Monday, November 3, 2008

New York Post Review of Adam Langer's "Ellington Boulevard"

Gentrification, the Musical

(Originally appeared in the New York Post, February 2008)

by Dylan Foley

After burying his mother in his hometown of Chicago, jazzman Ike Morphy comes home with his dog Herbie Mann to New York to find a real estate broker and two buyers standing in his battered rental apartment on West 106th Street in Manhattan. Ike's whole life is being sold out from under him. He starts a fight with the realtor and thus begins "Ellington Boulevard: A Novel in B-Flat," Adam Langer's glorious comedy of gentrification, rent control and love.
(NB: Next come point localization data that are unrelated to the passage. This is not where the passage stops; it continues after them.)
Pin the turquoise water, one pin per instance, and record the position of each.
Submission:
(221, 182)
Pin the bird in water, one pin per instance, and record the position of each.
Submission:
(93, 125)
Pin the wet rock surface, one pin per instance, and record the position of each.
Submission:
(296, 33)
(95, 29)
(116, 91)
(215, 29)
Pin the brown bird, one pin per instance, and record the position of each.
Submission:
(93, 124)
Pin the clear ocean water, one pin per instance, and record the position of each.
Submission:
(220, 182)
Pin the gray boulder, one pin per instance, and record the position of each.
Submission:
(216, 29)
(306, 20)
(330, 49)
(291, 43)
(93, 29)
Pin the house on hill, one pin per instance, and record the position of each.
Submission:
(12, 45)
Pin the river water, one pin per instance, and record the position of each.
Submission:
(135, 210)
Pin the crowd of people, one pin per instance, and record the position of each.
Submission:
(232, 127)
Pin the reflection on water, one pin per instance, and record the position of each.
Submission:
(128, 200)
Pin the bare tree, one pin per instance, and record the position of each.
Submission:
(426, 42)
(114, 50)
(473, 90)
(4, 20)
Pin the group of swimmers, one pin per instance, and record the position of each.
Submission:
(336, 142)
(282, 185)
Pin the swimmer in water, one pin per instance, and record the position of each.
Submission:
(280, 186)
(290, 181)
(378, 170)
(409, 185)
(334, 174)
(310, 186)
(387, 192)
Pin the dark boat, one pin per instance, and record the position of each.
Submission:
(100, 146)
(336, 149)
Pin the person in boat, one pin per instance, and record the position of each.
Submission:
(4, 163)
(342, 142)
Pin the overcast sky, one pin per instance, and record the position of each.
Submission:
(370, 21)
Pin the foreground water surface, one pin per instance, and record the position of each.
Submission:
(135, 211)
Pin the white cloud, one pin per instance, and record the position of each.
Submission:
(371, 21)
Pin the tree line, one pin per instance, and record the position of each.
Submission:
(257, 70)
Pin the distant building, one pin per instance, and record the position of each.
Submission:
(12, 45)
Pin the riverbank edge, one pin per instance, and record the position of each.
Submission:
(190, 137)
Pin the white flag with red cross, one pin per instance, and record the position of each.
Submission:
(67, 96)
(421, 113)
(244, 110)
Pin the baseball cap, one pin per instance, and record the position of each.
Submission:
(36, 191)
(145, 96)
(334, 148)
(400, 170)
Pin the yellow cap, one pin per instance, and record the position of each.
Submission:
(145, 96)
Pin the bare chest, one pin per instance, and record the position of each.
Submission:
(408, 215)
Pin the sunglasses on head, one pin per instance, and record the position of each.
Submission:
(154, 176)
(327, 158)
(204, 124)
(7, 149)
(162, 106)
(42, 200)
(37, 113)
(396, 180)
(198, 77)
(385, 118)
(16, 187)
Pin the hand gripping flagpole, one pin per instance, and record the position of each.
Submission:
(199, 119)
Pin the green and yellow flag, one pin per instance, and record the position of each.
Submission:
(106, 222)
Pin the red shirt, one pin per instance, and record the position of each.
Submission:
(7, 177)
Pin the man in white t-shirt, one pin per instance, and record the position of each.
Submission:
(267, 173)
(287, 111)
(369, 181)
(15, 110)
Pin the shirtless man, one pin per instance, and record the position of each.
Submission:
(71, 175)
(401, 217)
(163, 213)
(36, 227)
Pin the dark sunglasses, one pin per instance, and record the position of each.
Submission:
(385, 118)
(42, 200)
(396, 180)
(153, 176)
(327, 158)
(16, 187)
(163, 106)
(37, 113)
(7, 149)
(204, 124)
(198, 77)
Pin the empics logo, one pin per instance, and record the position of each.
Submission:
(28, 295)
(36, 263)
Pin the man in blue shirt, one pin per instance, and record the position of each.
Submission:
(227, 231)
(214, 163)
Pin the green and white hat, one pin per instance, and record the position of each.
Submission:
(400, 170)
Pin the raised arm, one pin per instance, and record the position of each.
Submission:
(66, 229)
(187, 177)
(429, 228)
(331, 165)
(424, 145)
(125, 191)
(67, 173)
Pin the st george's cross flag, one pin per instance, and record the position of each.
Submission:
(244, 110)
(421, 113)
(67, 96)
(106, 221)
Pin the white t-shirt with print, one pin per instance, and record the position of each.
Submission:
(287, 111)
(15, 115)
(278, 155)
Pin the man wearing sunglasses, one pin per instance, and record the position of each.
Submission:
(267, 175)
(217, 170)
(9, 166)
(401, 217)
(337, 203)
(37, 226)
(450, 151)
Langer's witty novel is an ode to a gritty stretch of Manhattan real estate on the Upper West Side. Like the old Broadway musical comedies, like "Wonderful Town' he introduces the readers to his cast: There is the buyer, Rebecca Sugarman, an earnest literary editor; her husband, Darrell Schiff, a snide grad student; the renter Ike, an embattled jazz musician ; Josh Dybnick, a realtor with musical theater dreams, and the seller, Mark Masler, an ex-cocaine, ex-sex addict who wants to open a high-end restaurant/car wash. Like all musicals, there are the lead characters’ trials and cliffhangers: Will Rebecca's marriage survive? Will Ike and Herbie Mann find a new home? Will Mark find a nice Jewish girl? Can Josh realize his dream of becoming a theater impresario?
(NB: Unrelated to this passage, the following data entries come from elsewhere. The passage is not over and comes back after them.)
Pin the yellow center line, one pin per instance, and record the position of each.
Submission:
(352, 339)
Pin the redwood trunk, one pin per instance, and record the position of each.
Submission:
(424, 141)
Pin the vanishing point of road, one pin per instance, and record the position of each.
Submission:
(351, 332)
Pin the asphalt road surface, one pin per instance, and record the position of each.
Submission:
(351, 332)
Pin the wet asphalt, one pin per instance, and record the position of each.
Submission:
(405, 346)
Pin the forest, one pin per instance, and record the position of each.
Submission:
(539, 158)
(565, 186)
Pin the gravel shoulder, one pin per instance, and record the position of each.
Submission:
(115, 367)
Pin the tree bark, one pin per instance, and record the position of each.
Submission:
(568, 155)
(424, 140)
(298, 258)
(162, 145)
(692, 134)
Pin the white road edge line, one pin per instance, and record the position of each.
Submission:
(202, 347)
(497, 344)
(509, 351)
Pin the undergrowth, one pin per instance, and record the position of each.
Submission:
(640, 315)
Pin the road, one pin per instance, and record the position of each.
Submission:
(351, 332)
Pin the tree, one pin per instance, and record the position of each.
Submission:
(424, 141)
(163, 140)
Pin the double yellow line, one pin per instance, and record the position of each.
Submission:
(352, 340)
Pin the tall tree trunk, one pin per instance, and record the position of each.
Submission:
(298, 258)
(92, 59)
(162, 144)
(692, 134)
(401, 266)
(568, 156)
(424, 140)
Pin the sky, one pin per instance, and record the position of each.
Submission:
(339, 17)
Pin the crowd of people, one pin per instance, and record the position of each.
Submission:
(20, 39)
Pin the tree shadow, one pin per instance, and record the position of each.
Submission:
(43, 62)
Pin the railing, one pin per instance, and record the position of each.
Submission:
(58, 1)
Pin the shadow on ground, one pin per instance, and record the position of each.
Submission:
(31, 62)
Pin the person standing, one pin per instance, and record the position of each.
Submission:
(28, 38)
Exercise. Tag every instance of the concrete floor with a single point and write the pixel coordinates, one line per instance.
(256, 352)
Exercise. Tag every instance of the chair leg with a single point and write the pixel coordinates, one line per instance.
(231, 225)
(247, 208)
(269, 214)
In the novel, Langer excels at digging into the nitty gritty of West 106th Street, which he calls by the obscure moniker of Duke Ellington Boulevard, where the novelist actually lives. He chronicles the loss of local bodegas, replaced by breakfast nooks and nail salons.
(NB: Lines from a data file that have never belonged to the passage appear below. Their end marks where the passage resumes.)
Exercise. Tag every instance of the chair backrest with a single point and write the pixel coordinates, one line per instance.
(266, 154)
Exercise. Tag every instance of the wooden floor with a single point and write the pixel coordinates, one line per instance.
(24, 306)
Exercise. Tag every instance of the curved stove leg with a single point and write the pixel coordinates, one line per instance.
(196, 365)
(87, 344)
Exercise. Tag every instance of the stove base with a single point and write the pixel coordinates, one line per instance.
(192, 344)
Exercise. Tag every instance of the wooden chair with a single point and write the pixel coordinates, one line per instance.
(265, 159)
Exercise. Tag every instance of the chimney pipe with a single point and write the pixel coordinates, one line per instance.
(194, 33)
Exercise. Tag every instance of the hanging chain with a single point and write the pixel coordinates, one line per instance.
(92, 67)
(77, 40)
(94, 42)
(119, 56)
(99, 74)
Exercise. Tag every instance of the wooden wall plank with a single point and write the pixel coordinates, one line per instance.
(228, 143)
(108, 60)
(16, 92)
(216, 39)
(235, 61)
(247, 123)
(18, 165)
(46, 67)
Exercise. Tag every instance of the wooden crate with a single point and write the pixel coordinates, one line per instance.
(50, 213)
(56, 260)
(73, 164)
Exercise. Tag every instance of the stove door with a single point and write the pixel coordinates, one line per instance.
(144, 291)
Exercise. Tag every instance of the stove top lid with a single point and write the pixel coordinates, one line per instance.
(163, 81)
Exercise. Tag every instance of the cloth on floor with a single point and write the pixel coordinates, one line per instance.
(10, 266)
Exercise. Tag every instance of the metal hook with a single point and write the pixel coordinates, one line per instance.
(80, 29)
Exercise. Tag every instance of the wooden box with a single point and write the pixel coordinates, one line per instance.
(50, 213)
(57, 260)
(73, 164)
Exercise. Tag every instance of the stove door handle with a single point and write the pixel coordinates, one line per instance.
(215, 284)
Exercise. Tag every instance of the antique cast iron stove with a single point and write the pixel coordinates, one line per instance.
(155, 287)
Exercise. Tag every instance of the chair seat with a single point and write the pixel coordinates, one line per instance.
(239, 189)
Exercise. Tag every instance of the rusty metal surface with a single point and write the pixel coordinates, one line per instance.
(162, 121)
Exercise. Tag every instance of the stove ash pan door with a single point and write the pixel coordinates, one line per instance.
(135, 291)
Langer is gleeful in using the plot tools of chance, coincidence and happy endings that were the backbone of old Broadway musicals. Rebecca's boss, who is gutting the venerable literary magazine Rebecca works at, once abused the dog Herbie Mann, but the pup will get his revenge. Darrell's lover Gigi is the writer of bad, angst-ridden short stories, brilliant children's books and is writing a real estate musical with the boyfriend of Josh, the realtor that is selling Ike's apartment. And who is the mystery woman that Josh's boss is screwing and what is her relationship to Rebecca?

With much of the action in the book framed in the three-month closing on the apartment and its tumultuous aftermath, Langer’s chapter have titles like “An Offer is Made” and “Closing Costs Are Assessed.” Herbie Mann runs afoul of the law and the NYPD is in hot pursuit. Ike Morphy must chose between his new, surprise romantic interest and the city he loves and the dog that he promised always to protect.

On the musical stage that “Ellington Boulevard” becomes, New York City itself plays a starring role, with its name above the title. Langer’s characters, like Ike and Rebecca, and even the once-sour Darrell, are mostly outsiders who came to the Big City to follow their dreams. The City can be a cold brutal place at first, but when the spotlight picks them up and they start to sing, the audience knows that everything is going to be all right, that the girl will get the boy, and the dog Herbie Mann will find a new home.